How the 18 Candles Fits Into Your Program
The ceremony typically happens after the 18 Roses and before the 18 Treasures or cotillion.
A typical sequence:
- Cocktails and registration
- Grand entrance
- Opening remarks
- Dinner
- AVP screening
- 18 Roses
- 18 Candles
- 18 Treasures
- Cotillion
- Cake cutting
- Father-daughter dance
- Party portion
- Final thanks
For a full timeline template, see sample debut program flow from entrance to last dance.
Decor and Setup for the Ceremony
The candelabra and surrounding stage shape the ceremony's visual impact.
The candelabra. A traditional 18-candle holder, an arrangement of individual candle stands, or a tiered floral display with embedded candles. Coordinate with your stylist for theme alignment.
The candle type. Real flames create the most powerful visual. LED candles are venue-safe but lack the glow. Some venues require LED for fire safety.
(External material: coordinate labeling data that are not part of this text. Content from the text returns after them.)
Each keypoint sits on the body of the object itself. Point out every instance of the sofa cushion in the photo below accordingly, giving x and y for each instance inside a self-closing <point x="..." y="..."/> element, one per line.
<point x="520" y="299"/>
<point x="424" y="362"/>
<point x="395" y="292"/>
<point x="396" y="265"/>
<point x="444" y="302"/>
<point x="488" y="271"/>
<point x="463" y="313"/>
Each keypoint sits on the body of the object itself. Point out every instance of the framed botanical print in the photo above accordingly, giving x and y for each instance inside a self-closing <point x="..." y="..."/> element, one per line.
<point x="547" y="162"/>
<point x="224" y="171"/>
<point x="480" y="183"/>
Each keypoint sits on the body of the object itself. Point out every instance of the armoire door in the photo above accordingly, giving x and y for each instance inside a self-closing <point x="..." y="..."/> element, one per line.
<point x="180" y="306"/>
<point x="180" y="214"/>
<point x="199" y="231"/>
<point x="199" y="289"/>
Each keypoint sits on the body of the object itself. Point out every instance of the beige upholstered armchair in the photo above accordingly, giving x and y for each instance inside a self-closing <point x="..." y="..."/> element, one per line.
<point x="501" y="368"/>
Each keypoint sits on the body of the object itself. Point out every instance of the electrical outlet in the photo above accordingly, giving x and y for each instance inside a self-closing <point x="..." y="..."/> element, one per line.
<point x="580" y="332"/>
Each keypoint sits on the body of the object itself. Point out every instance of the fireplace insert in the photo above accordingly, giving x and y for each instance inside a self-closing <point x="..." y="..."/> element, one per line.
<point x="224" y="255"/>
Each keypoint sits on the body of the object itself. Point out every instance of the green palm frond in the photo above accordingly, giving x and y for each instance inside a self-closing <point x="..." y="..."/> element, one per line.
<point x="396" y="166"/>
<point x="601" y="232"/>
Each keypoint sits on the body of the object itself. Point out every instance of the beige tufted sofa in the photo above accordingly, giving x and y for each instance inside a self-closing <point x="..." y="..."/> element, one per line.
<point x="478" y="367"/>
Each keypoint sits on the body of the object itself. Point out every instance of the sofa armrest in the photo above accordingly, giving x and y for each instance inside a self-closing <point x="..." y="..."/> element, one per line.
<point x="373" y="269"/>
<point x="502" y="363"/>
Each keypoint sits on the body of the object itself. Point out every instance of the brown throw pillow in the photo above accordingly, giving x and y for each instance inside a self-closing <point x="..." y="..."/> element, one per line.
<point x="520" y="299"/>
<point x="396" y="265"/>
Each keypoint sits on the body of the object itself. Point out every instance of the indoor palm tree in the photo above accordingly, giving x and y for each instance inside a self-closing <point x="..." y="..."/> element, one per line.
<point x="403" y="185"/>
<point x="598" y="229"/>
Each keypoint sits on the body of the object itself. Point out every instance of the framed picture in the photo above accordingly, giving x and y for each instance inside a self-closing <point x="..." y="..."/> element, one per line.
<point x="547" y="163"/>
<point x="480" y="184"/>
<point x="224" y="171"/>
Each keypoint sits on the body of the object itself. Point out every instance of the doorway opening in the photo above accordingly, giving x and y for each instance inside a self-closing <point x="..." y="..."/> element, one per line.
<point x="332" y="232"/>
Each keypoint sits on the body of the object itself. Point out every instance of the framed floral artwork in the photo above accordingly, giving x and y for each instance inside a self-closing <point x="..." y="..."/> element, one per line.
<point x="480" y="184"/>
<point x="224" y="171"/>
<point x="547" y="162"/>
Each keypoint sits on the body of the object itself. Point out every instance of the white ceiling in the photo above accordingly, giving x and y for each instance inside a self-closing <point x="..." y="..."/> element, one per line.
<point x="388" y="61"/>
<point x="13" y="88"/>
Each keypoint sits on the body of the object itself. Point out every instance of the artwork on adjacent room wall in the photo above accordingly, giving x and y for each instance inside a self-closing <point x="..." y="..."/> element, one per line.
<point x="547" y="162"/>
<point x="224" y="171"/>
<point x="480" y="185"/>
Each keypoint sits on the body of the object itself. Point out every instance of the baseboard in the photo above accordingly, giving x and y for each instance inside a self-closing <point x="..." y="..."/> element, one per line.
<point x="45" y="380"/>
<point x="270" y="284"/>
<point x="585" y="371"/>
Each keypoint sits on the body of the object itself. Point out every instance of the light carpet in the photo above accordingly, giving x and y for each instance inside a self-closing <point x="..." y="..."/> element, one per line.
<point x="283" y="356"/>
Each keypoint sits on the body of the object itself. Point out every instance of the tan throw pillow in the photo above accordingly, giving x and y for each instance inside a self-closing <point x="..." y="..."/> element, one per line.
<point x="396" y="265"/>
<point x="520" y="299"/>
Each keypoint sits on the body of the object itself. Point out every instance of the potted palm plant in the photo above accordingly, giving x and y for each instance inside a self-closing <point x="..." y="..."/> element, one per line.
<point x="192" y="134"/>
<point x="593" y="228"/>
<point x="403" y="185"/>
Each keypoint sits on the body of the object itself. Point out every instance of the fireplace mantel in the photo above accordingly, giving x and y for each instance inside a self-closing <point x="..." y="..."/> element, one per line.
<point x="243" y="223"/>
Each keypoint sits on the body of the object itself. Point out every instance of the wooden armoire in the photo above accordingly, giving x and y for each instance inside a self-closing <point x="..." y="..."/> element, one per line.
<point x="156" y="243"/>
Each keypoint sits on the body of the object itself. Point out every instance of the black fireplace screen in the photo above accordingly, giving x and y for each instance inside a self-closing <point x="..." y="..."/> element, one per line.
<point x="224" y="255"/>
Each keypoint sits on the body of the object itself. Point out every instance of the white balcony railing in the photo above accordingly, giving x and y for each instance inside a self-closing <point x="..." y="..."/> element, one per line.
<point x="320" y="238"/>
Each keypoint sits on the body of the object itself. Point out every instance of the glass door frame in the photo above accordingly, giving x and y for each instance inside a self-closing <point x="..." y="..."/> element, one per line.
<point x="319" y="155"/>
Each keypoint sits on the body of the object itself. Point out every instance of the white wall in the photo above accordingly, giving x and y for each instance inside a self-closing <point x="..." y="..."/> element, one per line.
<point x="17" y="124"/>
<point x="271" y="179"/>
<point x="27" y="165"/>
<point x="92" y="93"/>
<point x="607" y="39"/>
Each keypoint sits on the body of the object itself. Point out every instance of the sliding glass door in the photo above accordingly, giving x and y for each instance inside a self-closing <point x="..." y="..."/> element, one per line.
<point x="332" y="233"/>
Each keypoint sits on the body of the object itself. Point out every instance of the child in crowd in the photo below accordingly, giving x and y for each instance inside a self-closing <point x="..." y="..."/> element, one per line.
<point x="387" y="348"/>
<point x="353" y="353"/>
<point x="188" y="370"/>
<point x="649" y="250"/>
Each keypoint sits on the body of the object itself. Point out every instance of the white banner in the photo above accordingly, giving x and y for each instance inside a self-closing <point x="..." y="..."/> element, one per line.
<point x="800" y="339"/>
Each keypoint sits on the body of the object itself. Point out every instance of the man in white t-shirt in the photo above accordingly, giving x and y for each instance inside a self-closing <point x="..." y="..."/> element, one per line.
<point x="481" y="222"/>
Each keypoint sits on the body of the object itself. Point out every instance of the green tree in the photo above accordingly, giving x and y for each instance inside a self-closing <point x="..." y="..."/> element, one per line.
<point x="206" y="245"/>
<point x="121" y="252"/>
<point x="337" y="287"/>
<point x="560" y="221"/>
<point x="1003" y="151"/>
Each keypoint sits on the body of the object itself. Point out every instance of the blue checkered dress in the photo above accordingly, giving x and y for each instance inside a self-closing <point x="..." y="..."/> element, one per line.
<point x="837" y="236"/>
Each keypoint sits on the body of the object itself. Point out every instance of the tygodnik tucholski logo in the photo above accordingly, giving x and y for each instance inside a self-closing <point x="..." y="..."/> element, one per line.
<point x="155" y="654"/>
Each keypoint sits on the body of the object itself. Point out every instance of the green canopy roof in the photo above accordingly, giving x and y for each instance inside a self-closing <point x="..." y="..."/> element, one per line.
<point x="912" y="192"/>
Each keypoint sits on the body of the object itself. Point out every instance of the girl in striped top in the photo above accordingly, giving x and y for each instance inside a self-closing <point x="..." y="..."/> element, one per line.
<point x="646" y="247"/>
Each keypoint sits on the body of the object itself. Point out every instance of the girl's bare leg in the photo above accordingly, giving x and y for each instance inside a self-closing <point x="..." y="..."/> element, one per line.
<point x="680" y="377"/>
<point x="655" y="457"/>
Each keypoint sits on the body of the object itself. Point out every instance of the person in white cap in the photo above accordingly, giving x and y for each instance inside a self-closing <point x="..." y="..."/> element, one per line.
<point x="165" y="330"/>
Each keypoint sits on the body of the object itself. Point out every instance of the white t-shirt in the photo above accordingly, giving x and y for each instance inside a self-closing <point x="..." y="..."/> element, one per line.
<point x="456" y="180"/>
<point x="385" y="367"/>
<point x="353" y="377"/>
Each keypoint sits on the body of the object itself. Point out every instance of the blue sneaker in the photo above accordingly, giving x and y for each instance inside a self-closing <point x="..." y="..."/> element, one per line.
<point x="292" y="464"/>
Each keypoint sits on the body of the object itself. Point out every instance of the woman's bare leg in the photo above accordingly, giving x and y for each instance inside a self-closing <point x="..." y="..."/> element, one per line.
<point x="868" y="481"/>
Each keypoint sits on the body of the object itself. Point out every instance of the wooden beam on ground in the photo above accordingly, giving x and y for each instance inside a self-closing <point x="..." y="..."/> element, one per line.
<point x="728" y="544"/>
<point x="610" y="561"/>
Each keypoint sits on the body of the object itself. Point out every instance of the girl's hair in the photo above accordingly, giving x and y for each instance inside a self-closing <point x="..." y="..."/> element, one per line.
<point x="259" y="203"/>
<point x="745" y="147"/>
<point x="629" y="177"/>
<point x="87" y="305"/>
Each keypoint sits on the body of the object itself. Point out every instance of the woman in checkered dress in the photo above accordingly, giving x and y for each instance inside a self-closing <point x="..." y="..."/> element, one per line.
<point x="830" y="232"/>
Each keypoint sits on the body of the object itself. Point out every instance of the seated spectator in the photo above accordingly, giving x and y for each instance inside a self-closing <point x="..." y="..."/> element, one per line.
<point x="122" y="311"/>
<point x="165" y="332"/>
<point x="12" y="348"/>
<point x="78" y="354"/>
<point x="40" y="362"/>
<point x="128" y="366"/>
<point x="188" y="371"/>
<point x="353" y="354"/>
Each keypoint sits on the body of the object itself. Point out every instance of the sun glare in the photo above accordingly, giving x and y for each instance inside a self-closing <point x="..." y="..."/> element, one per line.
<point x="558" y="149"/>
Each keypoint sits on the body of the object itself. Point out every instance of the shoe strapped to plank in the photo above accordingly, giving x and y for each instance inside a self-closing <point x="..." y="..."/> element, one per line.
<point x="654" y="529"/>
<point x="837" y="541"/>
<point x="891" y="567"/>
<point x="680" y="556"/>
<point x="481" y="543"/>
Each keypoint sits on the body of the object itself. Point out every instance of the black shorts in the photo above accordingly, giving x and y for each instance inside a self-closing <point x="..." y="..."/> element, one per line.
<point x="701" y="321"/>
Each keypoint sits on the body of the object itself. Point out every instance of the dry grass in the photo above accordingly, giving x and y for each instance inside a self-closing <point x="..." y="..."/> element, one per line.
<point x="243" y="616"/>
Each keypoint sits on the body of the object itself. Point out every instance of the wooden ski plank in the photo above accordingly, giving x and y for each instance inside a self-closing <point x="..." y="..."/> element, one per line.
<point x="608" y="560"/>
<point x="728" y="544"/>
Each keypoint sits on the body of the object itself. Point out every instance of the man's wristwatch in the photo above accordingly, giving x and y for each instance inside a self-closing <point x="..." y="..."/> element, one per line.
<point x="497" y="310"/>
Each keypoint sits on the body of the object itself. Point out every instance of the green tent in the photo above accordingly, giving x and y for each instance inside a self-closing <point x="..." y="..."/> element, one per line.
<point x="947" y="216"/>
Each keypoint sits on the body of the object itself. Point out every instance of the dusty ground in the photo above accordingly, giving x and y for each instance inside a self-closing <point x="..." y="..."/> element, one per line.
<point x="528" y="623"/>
The seating. Place the candelabra where the debutante can sit or stand nearby, and where speakers have a clear walk-up path. Avoid placing it in the corner where guests can't see.
The lighting. Dim ambient lighting with a soft spotlight on the speaker. Warm tones photograph better than cool.
The bouquet. Some debutantes hold a small bouquet or wear flower accessories during the ceremony. Coordinate with the 18 Roses bouquet for consistency.
For broader styling direction, see trending debut theme ideas for the modern Filipino debutante.
After the Ceremony
The candle ceremony creates emotional momentum that carries into the rest of the program. Don't waste it.
Allow a brief pause. Let the room breathe before moving into the next segment.
Acknowledge the speakers in your final thanks. A line during your closing speech recognizing the wishes shared deepens the moment's lasting impact.
Send personal thank-you notes. A handwritten card to each speaker mentioning her specific wish carries weight. Many debutantes treasure the speeches and remember the exact words years later.
Preserve the candles. Some debutantes keep the candles as keepsakes. Others use them on future milestone birthdays.
Frame a photo from the ceremony. A candid shot of you with each speaker mid-speech becomes a treasured display.
What Speakers Wish They'd Known
Common feedback from women who've given 18 Candles speeches:
- "I wish I'd written it down. I lost my train of thought."
- "I wish I'd known the order. I was nervous waiting for my turn."
- "I wish I'd practiced out loud. My speech sounded different in my head."
- "I wish I'd kept it shorter. I went on too long and felt the room shift."
- "I wish I'd shared a memory instead of generic wishes. The personal stuff hit harder."
Share these notes with your speakers in your briefing document. Hearing it from past speakers helps yours prepare better.
The Heart of the Ceremony
The 18 Candles ceremony works because it's intimate, vulnerable, and personal. The candles are symbolic. The flame is symbolic. But the real power comes from 18 women standing up and saying what they hope for you.
Choose them with care. Brief them with detail. Build a flow that gives each woman space to be heard. The ceremony becomes one of the most emotional moments of your debut, the kind your family revisits in photos and stories for years.
For how every traditional ceremony connects to your full celebration plan, return to the complete Filipino debut guide. For your full booking schedule that supports a smooth ceremony, see debut planning timeline month-by-month checklist for debutantes.
Your 18 Candles ceremony is 18 women lighting the way into your adulthood. Make it one worth carrying with you.